By and large, dense urban growth still has a number of caveats. As mentioned, the reason density in the region is high is due to a lack of amenities outside of core cities. If population growth outpaces the ability of the core to provide services, the quality of life in many cities will quickly degrade. Overcrowding is also a serious challenge that many cities in the developing world are faced with, and Southeast Asia is no exception.

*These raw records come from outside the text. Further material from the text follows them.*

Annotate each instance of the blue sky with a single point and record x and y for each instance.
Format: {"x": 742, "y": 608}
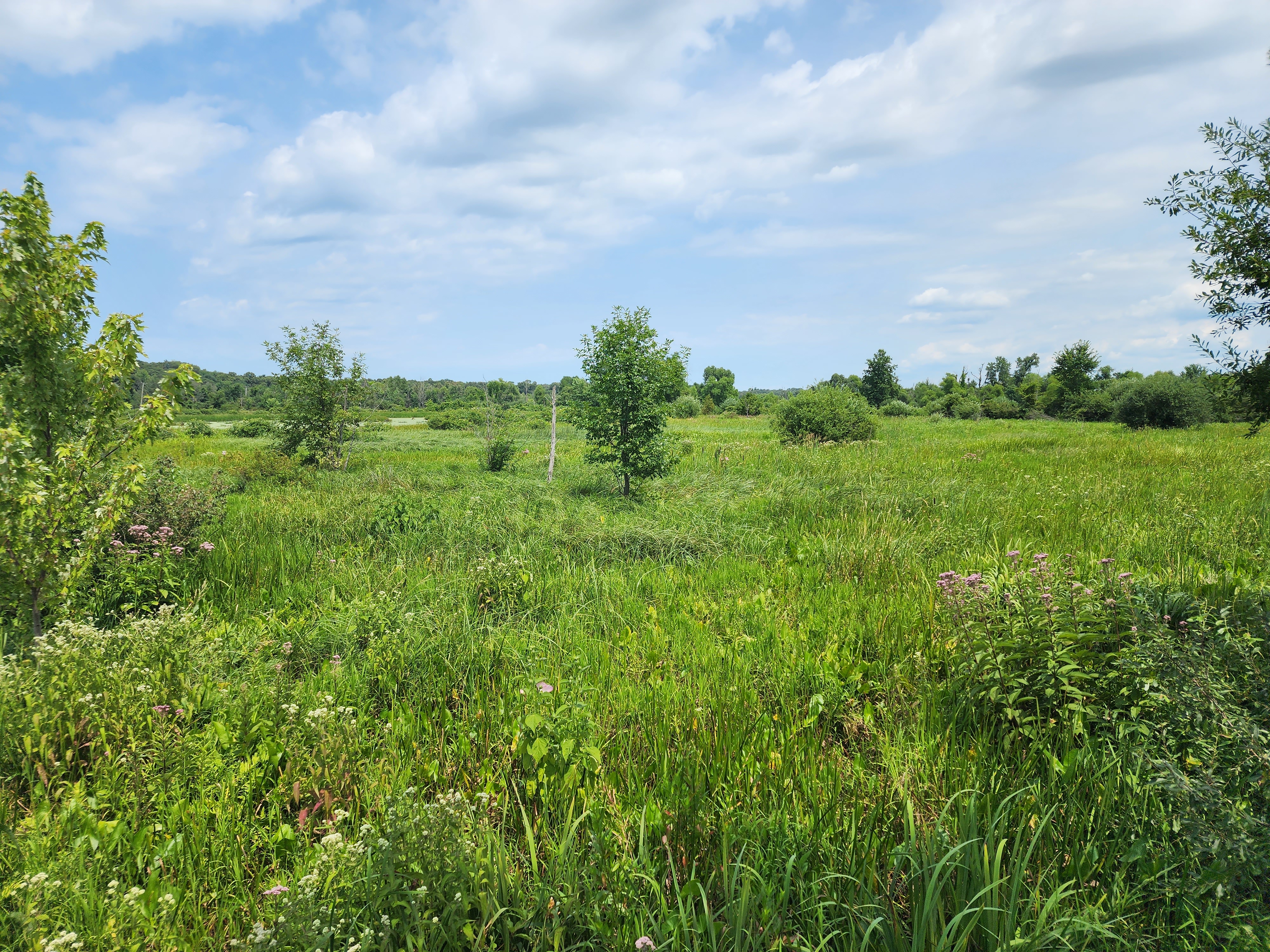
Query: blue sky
{"x": 464, "y": 188}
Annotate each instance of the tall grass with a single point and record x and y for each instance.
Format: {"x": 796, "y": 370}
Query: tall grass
{"x": 745, "y": 744}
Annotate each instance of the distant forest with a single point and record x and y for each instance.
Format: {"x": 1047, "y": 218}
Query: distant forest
{"x": 1078, "y": 388}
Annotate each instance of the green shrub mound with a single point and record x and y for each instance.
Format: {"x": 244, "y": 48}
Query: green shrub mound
{"x": 899, "y": 408}
{"x": 1165, "y": 402}
{"x": 825, "y": 414}
{"x": 685, "y": 408}
{"x": 253, "y": 428}
{"x": 1164, "y": 680}
{"x": 1003, "y": 409}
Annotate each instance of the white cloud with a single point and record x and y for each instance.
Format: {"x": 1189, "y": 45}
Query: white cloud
{"x": 779, "y": 43}
{"x": 966, "y": 299}
{"x": 121, "y": 167}
{"x": 69, "y": 36}
{"x": 778, "y": 239}
{"x": 840, "y": 173}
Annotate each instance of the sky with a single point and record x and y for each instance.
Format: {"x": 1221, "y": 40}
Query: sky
{"x": 465, "y": 188}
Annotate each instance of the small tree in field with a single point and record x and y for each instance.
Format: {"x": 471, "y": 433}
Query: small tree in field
{"x": 322, "y": 394}
{"x": 68, "y": 426}
{"x": 632, "y": 379}
{"x": 881, "y": 383}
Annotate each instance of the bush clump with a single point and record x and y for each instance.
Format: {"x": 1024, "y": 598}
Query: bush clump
{"x": 899, "y": 408}
{"x": 253, "y": 428}
{"x": 826, "y": 413}
{"x": 1165, "y": 402}
{"x": 685, "y": 408}
{"x": 1003, "y": 409}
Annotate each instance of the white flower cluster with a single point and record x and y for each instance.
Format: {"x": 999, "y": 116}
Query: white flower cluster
{"x": 65, "y": 940}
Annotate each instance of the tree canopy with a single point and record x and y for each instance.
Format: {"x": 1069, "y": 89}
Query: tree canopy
{"x": 632, "y": 378}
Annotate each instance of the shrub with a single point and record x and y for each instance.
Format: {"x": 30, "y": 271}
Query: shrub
{"x": 1165, "y": 402}
{"x": 1038, "y": 654}
{"x": 899, "y": 408}
{"x": 1093, "y": 406}
{"x": 685, "y": 408}
{"x": 497, "y": 453}
{"x": 1001, "y": 409}
{"x": 826, "y": 413}
{"x": 253, "y": 428}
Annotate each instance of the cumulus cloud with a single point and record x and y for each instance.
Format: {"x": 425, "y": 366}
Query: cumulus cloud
{"x": 121, "y": 168}
{"x": 69, "y": 36}
{"x": 779, "y": 43}
{"x": 578, "y": 121}
{"x": 966, "y": 299}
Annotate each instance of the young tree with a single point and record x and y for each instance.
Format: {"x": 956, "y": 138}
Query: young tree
{"x": 631, "y": 381}
{"x": 68, "y": 426}
{"x": 718, "y": 384}
{"x": 998, "y": 373}
{"x": 1074, "y": 366}
{"x": 879, "y": 383}
{"x": 1024, "y": 366}
{"x": 322, "y": 394}
{"x": 1231, "y": 208}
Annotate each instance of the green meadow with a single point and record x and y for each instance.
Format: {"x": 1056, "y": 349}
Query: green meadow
{"x": 427, "y": 706}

Comprehensive urban planning will be necessary to prevent overcrowding from becoming another major trend in the region.

Urban Planning and Governance: Missing Links

When you combine all of the formulas for urban growth in Southeast Asia, the results are two-sided: There is potential for inclusive, sustainable urban areas, but there is also a chance for the region to mushroom into a clutter of poorly planned development. When planning is neglected, poverty, environmental degradation, and land use conflicts ensure. For Southeast Asian cities to avoid falling victim to, say, the level of air quality degradation that many Chinese cities now face, spatial planning and good governance are crucial.

A 2009 assessment of urban governance prepared for UN Habitat is grim: the report asserts that the capacity of both local and national governments in the region is fragmented and weak, with a serious lack of simple management skills and adequate budgeting for necessary infrastructure. “Good” urban governance requires transparency, political will, and funding, but many Southeast Asian governments underperform in all three categories. There is always a propensity for countries to urbanize, regardless of political stability. With that being said, Southeast Asia’s urbanization trends alone illustrate that not all growth is good growth. A solid political environment at least ensures that there is a structure for discussing urban needs when they arise, although definitive actions need to be taken if there is going to be any change.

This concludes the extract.